Martha stunned us with Ravel's first flights up and down the keyboard, made us laugh with her comic timing, brought tears to the eyes with the hyper-poetic second subject, made the trill in the cadenza sound like some weird cimbalom and always tuned in to the chimerical orchestral playing. The start of the slow movement, though sensitive, projected into the hall as if we were in a salon yards away from the pianist (I was two-thirds of the way back in the arena), and Argerich's filigree floating over the cor anglais's reprise reminded me how Yuja Wang had missed the point at a similar moment in the Prokofiev Three with Abbado (also underlining that Ravel had probably heard and known that work, just as Prokofiev would often return the compliment). So here we had refinement without a sense of playing for oneself (the problem with Lang Lang in the slow movement of Chopin 2), just as in the finale there was helter-skelter danger in fast passages without scrambling (Stephen Hough, please note). The glorious encore, a Scarlatti sonata that sounded like Busoni, was if anything even more elusive and will-o-the-wispish. At its end, Martha led the RPO leader off: no more, alas.
Oh look, here she is playing the same piece in Turin last year. As usual with her, it's by no means the same interpretation. Again, scintillating pianism doesn't get any better than this:
This, by the way (2/10), has turned me back to pianistic Scarlatti sonatas. I hadn't taken my Pletnev recording off the shelf for years, and it's captivating, though in quite a different way: earth to Martha's air.
What was new for me about the Three Oranges Suite? Above all the full-throated brass playing, and a low horn solo in the bass line just before the end of 'The Flight' which I've never heard before. Dutoit in his advancing years is becoming as relaxed as my hero Neeme Jarvi - much shoulder conducting, lovely bounce for the March. And I tell you, for Radio 3's Building a Library I must have heard some forty or so recordings not just of the Ravel-orchestrated Pictures but all the others, and if this one were to sound as good on CD as it did from where I was standing, it would beat Jansons to the top of the list. My notes were reprinted in the programme and can still be read here.

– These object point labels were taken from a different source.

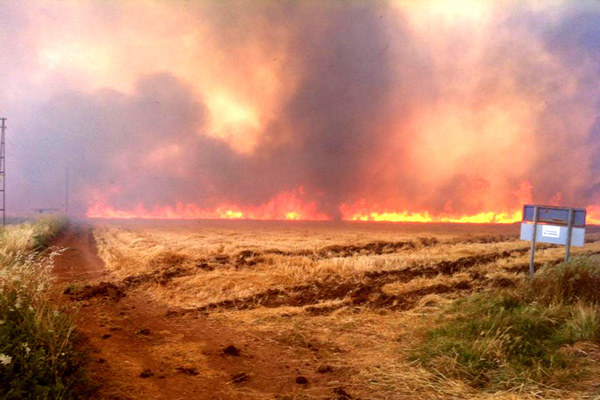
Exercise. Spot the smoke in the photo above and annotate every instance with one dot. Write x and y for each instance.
(417, 107)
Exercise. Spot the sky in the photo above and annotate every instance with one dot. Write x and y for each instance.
(335, 109)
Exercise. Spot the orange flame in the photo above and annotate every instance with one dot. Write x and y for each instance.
(360, 212)
(286, 206)
(289, 206)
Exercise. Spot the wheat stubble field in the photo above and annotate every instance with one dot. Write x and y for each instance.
(313, 309)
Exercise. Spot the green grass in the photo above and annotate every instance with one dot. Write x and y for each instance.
(505, 339)
(37, 355)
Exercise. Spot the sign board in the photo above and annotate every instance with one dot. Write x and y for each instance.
(555, 225)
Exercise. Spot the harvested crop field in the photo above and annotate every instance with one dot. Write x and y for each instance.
(287, 310)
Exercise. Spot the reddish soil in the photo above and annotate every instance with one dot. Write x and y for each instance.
(137, 352)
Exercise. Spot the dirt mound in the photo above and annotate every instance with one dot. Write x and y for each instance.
(103, 289)
(363, 290)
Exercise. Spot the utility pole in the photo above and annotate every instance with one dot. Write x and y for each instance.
(67, 193)
(3, 170)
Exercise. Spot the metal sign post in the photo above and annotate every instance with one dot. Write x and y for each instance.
(532, 256)
(556, 225)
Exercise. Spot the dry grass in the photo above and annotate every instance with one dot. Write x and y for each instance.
(363, 294)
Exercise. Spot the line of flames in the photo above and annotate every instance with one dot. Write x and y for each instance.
(289, 205)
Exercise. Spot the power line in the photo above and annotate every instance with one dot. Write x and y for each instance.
(3, 170)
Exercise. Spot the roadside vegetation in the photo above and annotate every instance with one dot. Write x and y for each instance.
(544, 332)
(380, 311)
(37, 358)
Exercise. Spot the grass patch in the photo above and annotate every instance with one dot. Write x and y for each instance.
(503, 339)
(37, 356)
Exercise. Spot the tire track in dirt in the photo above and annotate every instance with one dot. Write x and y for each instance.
(136, 352)
(362, 290)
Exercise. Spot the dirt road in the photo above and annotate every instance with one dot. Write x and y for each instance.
(138, 351)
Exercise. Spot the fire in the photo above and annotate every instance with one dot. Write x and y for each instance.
(359, 212)
(286, 206)
(291, 205)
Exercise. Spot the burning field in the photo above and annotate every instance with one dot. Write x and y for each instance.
(311, 199)
(290, 310)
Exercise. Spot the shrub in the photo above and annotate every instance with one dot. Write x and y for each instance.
(577, 280)
(37, 357)
(501, 339)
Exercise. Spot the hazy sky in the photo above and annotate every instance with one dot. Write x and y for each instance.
(439, 106)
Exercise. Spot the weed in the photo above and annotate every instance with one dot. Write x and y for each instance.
(37, 357)
(500, 339)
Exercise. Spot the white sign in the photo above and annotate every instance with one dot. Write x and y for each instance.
(550, 231)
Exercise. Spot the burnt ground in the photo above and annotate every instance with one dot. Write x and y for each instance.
(136, 351)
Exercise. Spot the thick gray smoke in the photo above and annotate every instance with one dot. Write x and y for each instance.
(376, 108)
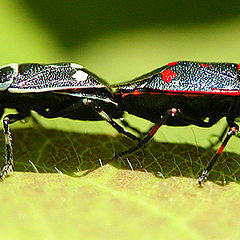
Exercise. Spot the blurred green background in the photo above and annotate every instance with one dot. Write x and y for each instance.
(118, 41)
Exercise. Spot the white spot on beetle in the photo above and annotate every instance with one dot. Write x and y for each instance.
(80, 76)
(75, 65)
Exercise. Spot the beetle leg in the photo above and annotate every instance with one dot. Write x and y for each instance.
(170, 113)
(219, 138)
(126, 124)
(232, 131)
(107, 118)
(11, 118)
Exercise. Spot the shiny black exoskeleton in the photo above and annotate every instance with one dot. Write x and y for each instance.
(183, 93)
(54, 90)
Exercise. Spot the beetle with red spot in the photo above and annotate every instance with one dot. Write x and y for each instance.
(184, 93)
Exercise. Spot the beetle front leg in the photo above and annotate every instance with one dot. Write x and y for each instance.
(170, 113)
(11, 118)
(107, 118)
(9, 153)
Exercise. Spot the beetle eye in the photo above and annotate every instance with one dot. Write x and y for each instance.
(6, 74)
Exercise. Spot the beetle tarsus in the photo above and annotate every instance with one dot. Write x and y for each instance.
(232, 131)
(9, 153)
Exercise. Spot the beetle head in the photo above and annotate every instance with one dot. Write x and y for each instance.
(7, 73)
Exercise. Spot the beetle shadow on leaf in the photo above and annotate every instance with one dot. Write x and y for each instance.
(52, 151)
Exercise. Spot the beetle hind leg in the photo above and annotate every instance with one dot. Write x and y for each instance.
(170, 113)
(231, 132)
(7, 120)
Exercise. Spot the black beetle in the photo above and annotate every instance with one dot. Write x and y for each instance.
(183, 93)
(54, 90)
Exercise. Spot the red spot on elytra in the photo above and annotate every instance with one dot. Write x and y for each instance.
(168, 75)
(205, 65)
(172, 63)
(136, 93)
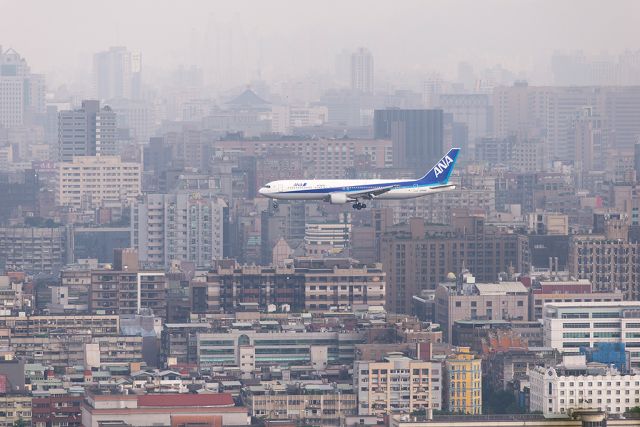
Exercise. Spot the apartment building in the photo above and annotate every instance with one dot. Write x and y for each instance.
(569, 326)
(414, 261)
(398, 384)
(341, 283)
(468, 300)
(29, 326)
(577, 291)
(307, 403)
(33, 250)
(308, 284)
(88, 181)
(57, 406)
(576, 385)
(178, 227)
(15, 408)
(125, 289)
(249, 349)
(321, 239)
(161, 409)
(608, 261)
(463, 382)
(324, 158)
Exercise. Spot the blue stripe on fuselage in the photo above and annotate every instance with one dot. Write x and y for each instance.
(348, 188)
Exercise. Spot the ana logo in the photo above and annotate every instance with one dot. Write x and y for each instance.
(442, 165)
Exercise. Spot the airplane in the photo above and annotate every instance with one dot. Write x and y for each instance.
(354, 190)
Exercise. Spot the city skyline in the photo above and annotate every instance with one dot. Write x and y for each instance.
(236, 44)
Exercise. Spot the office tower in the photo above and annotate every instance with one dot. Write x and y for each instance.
(185, 227)
(21, 93)
(530, 111)
(472, 109)
(570, 326)
(362, 70)
(88, 181)
(378, 385)
(636, 159)
(87, 131)
(463, 382)
(417, 136)
(117, 73)
(468, 300)
(575, 386)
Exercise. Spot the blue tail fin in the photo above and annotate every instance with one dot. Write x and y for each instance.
(440, 173)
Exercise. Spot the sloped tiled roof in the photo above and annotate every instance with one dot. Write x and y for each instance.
(183, 399)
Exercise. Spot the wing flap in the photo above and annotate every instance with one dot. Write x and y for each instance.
(372, 192)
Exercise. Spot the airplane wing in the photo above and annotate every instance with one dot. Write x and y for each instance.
(370, 193)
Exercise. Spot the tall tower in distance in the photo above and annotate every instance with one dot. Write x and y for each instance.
(116, 74)
(362, 70)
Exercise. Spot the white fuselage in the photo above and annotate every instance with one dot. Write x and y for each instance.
(320, 189)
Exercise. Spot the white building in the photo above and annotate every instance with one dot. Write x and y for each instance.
(21, 93)
(569, 326)
(285, 118)
(116, 73)
(362, 70)
(88, 181)
(397, 385)
(577, 385)
(326, 238)
(184, 227)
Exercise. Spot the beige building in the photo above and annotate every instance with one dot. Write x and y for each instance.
(341, 285)
(88, 181)
(325, 158)
(468, 300)
(164, 409)
(397, 385)
(463, 382)
(310, 404)
(15, 408)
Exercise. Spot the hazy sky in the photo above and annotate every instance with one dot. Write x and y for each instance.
(293, 38)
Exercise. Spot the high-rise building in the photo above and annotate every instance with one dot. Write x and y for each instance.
(569, 326)
(21, 93)
(463, 383)
(472, 109)
(362, 70)
(414, 261)
(576, 385)
(33, 250)
(117, 73)
(528, 111)
(88, 181)
(468, 300)
(398, 384)
(127, 290)
(87, 131)
(417, 136)
(185, 227)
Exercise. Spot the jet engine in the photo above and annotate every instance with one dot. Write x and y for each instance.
(338, 198)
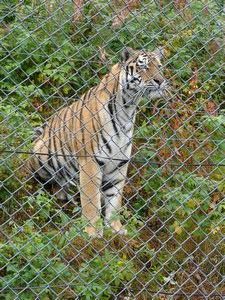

Dutoit, after years of experience, fully grasps the interconnectedness of the drama, the distorted self-portraits even in the individual numbers between the Promenades, the terror of 'Catacombs'- oh, my goodness, five of the six surviving Hartmann paintings/sketches which inspired Musorgsky are on Wikimedia, so let's have the ones pertinent here -
and the Satanic timpani and bass drum dialogue at the start of the Baba Yaga flight (Hartmann only sketched the witch's 'Hut on Fowl's Legs' as a clock design).
If the Great Gate (strictly speaking 'The Bogatyr Gate at Kiev' - Hartmann's design features cupolas in the shape of a bridal headdress and a knight's helmet)
didn't broaden majestically at the end, that's true to the matter of fact spirit of Musorgsky (Jansons is even faster right at the end, and I like that). Mustn't forget the very prominent and artistic horn solo in the second 'Promenade' or the tuba with a nice touch of vibrato in 'Bydlo'. 'Tell me, wasn't that a really special performance?' asked the nice man behind us with two attentive children in tow. And I could boast, with my Building a Library anorakish-for-pay 'heard every one' behind me, that it was. I should just add that the audience, one or two coughers apart, couldn't have been more different from the Lang Lang crowd - more discerning piano lovers, perhaps, who'd booked their seats early - and their concentration played a palpable part throughout the evening.